Un peu plus tard, il arriva, escorté de Gribelin, chez Mme Dreyfus, qui se retira, le laissant avec Mathieu. Il recommença son discours ; le capitaine était un monstre et un fou, les charges accablantes, il était entré dans la voie des aveux. Mathieu eut l’impression que le fol, c’était ce juge. Il lui tint tête, énergique, de grand sang-froid, attestant l’impossibilité morale d’un tel crime. Du Paty déclamait : « Nulle tâche plus terrible que celle qui lui avait été imposée. Du premier coup d’œil, il avait reconnu l’écriture de l’accusé dans les pièces et lettres anonymes qui prouvaient la trahison. Dès que le crime avait été connu au ministère, tous avaient nommé Dreyfus. » Il évoqua encore une fois ses aïeux.

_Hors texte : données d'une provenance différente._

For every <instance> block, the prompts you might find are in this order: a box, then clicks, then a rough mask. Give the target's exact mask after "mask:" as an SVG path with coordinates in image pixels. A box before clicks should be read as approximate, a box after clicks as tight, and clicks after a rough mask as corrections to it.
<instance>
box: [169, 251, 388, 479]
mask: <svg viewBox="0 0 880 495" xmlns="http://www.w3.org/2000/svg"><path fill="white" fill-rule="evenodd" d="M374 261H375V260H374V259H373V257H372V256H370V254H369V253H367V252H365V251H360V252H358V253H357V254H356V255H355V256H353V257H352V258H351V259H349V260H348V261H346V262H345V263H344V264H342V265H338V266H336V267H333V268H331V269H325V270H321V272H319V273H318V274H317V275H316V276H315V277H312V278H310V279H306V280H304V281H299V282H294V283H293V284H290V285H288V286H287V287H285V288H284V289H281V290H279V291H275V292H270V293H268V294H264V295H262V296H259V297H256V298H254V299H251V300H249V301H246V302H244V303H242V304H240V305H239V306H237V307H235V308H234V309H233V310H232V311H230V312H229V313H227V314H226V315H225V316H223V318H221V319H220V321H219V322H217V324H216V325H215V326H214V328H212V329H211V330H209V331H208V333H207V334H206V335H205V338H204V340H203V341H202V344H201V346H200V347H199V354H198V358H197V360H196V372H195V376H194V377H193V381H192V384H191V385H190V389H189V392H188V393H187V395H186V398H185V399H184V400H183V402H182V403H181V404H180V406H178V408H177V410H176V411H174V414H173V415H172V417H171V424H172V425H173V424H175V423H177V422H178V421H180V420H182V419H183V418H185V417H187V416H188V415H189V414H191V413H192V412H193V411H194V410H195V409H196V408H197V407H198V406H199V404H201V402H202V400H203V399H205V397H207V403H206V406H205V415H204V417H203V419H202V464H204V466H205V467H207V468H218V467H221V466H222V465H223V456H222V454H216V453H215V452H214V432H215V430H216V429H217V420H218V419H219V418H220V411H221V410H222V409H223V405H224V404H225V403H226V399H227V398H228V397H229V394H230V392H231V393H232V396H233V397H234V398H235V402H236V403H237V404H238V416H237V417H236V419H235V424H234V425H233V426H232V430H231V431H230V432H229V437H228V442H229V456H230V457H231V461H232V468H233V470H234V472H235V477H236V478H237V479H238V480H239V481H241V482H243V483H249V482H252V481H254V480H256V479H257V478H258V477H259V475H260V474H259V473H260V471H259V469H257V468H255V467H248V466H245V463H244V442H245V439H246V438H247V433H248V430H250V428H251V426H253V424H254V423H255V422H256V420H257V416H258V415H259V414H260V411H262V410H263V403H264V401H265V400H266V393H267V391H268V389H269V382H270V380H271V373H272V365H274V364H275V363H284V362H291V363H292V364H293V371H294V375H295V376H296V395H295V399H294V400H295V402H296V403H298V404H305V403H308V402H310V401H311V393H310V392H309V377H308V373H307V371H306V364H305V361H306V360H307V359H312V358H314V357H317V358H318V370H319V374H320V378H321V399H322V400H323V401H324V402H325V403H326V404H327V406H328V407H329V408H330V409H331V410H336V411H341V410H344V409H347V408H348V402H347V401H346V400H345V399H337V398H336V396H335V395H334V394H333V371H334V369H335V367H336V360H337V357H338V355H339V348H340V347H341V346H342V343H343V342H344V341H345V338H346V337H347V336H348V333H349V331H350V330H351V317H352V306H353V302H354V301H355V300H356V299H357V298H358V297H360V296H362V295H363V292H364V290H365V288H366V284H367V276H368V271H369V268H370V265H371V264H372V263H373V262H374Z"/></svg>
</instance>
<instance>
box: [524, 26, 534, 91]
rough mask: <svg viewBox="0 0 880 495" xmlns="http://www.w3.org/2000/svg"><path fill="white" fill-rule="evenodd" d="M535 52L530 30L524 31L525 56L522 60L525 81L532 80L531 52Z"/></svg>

Mathieu lui fit cette proposition : « Laissez-moi pénétrer auprès de mon frère. Vous réglerez vous-même les conditions de l’épreuve. Je les accepte toutes. Vous assisterez, derrière un rideau, à notre entretien. Pas un mot, pas un geste ne vous échappera. Si, dans une heure de folie, par impossible, il a commis une imprudence, il me dira tout, à moi, à moi seul, et moi-même je lui mettrai le pistolet dans les mains ». Du Paty cria : « Jamais ! jamais ! un mot, un seul, ce serait la guerre, une guerre européenne[1]. »

Et Dreyfus resta muré dans sa cellule, au secret, sans communication avec les siens, déjà hors du monde,

  1. Du Paty rédigea encore un procès-verbal de cette conversation : « Nous lui avons répondu qu’il ne nous appartenait pas de donner cette autorisation, et que nous ne croyions pas qu’il put l’obtenir en plus haut lieu. » Signé : Du Paty, Gribelin, Lucie et Mathieu Dreyfus.